John Washington Hightower was also executed later Tuesday night in Georgia, that state’s first execution in two years. Hightower was executed by lethal injection for the 1987 slayings of his wife and two stepdaughters, pronounced dead at 7:59 p.m.
Knight requested fried pork chops and chicken for his final meal, along with garlic toast and ice cream.
Up until the final hours before his execution, Knight told prison officials he still planned to deliver a joke, but would not tell them what he planned to say.
He also said shortly after arriving at the Huntsville unit that he had as many as 1,300 jokes delivered to his cell on death row.
He said he narrowed the list down and ran a few finalists past his death row buddies to pick which one they liked the best and would deliver during his final statement.
Knight, who was on probation for burglary at the time of their deaths, has been soliciting jokes in the mail and on an Internet site set up by a friend. He said his humor effort was intended to boost the spirits of his fellow condemned inmates.
“A little bit of levity is needed,” Knight said of the mood on death row. “And it seems to be working. I just want to go out laughing. I’m not trying to disrespect anyone.
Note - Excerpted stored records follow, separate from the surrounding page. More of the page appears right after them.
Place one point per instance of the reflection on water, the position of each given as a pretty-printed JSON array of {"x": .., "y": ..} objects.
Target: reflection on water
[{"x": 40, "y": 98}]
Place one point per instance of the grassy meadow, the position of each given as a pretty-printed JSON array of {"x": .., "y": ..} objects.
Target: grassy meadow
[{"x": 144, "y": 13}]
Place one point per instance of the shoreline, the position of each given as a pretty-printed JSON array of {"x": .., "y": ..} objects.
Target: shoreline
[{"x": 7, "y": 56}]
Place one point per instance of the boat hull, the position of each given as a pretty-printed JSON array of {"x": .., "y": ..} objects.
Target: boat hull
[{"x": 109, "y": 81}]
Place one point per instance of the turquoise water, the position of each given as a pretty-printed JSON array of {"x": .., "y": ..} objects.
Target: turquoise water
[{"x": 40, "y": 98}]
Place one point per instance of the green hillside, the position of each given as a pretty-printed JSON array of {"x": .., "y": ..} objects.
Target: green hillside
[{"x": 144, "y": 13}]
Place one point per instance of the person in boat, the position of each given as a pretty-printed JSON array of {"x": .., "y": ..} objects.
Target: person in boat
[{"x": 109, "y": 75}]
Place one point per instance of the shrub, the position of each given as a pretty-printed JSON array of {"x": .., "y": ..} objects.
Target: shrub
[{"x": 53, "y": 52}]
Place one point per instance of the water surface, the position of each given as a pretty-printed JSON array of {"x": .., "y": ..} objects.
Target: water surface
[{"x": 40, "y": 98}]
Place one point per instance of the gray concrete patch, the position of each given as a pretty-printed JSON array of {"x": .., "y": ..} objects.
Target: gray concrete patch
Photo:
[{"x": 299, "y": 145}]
I know I’m not innocent.”
Texas inmates with execution dates are housed in a separate area of death row. At least 13 other convicted murderers have death dates in the coming months, including two in July and five each in August and September.
“I don’t think his point was to trivialize it,” said Mansur, who met with Knight last week. “They’ve had 17 executions and we’re in the 25th week of the year. They see these people go and these are people they know and communicate with. They have a camaraderie together. So it’s really just for them.”
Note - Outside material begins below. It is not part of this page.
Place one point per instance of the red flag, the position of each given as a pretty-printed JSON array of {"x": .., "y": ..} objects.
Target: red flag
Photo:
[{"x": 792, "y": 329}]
Randall County District Attorney James Farren, whose office prosecuted Knight at his 1993 capital murder trial, said Knight’s joke plans were another example of the convict’s recklessness.
“People like Mr. Knight are not discretionary,” Farren said. “They are equal opportunity criminals and pretty well will strike out at anyone. There’s not a lot of due process when they make their decision.
“It just shows he has no respect for human life, including his own.”
When the Werners arrived home Aug. 26, 1991, they found Knight and a friend, Robert Bradfield, waiting inside for them. They were held captive in their basement through the next day, then bound, gagged, blindfolded and taken in their own van to a spot about four miles away.
There they were forced to kneel on the ground and each was shot in the back of the head. Their bodies were left in a ditch.
Knight went back to his trailer and went to sleep.
When police investigating their disappearance questioned him, he initially denied involvement, but later confessed and led authorities to the bodies.
Knight said he was young and immature, and drunk and high on drugs, and didn’t remember much about the slayings, which were the climax of complaints the Werners had made about his loud music and loud cars.
“I regret so much because they were such good people,” said Knight, who grew up in Slidell, La., and was known in prison as the “Insane Cajun.”
“I’m the cause of this crime, no doubt about it,” he said. “It bothers me I might be capable of taking someone’s life.”